Irène sursauta soudain.

— Votre train, cria-t-elle en tendant le bras, il est à quai. Ça siffle !


Adamsberg eut juste le temps de rassembler les photos, Veyrenc de rempocher le dossier et tous deux attrapèrent la rame en courant.

Adamsberg envoya un texto : Navré pour le chocolat, pas eu le temps de payer. À quoi Irène Royer répondit : Je vais m'en remettre.

Deux nouveaux messages l'attendaient. Le premier de Retancourt : Alors, c'était agréable ? Adamsberg montra le message à Veyrenc, souriant.

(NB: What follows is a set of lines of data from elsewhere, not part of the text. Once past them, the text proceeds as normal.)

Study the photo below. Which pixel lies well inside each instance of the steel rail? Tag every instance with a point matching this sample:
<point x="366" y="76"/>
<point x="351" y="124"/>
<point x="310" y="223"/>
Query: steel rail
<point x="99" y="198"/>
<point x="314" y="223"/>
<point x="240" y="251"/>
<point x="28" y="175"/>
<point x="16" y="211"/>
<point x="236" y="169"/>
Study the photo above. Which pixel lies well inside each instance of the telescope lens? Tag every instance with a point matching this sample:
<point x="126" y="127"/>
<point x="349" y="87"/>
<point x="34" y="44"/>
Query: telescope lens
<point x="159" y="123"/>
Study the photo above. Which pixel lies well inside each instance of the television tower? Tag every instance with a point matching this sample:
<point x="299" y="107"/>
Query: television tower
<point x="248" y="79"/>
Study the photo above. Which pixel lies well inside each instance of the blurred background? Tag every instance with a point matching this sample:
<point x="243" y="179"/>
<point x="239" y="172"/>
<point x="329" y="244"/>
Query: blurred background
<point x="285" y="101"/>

— Retancourt vient aux devants, dit-il. On ne sera plus seulement trois, mais quatre. Comment c'était, ton poème de Racine ?

— De Corneille.

— Eh bien, il va falloir le changer.

Nous partîmes tous quatre ; mais par un prompt renfort, / Nous nous vîmes trois mille…

— Voilà, coupa Adamsberg en levant une main. À quatre, nous serons bien assez pour interroger ces cinq victimes.

— Onze victimes.

— Mais sur les onze, quatre n'ont reçu qu'une morsure blanche, et deux autres une morsure légère. Ils n'ont pas souffert.

— Ce n'est surtout pas une raison pour les exclure. Ils font partie des souffre-douleur, ils sont solidaires des blessés. Et ceux qui en ont réchappé se sentent fautifs face aux compagnons mutilés du groupe. C'est la « culpabilité des survivants ». Ils peuvent devenir bien plus haineux et vengeurs que les autres.

— D'accord. Onze. Il faudra que Froissy nous les localise.

Adamsberg répondit à Retancourt : Très. Journée d'implacable détente.

Intéressant ?

TRÈS intéressant.


— Il y a aussi un message de Voisenet. Il sera en gare avant nous, il nous attend en tête de quai. À quelle heure arrive-t-on ?

— 21 h 53.

— Il demande si on se fait une garbure.

Veyrenc hocha la tête.

— C'est ouvert le dimanche, dit-il.

— Tu sais cela, toi ?

— Oui. On demande à Retancourt de nous rejoindre ? On accroît nos effectifs ?

— Impossible. Elle écoute Vivaldi ce soir.

— Tu sais cela, toi ?

— Oui.

Adamsberg tapa un dernier message, glissa son portable dans sa poche et s'endormit aussitôt. Veyrenc s'interrompit au milieu d'une phrase, toujours stupéfait par la soudaineté du sommeil du commissaire. Les paupières étaient closes mais pas tout à fait, laissant une fine fente ouverte, comme on le voit aux yeux des chats. D'aucuns disaient que l'on ne pouvait pas toujours savoir si le commissaire était en veille ou en sommeil, parfois même en marchant, et qu'il errait aux limites de ces deux mondes. Peut-être était-ce en ces moments, se dit Veyrenc en ouvrant le dossier du Dr Cauvert, qu'Adamsberg pensait. Peut-être étaient-elles là, ces brumes à travers lesquelles il voyait. Il abaissa la tablette de son fauteuil et établit la liste des neuf garçons de la Bande des recluses. Puis celle de leurs onze victimes. Louis, Jeannot, Maurice… Où étaient-ils à présent ? Celui qui n'avait plus de jambe ? Celui qui n'avait plus de pied ? Celui qui n'avait plus de joue ? Celui sans testicule ? Celui au bras « hideux » ?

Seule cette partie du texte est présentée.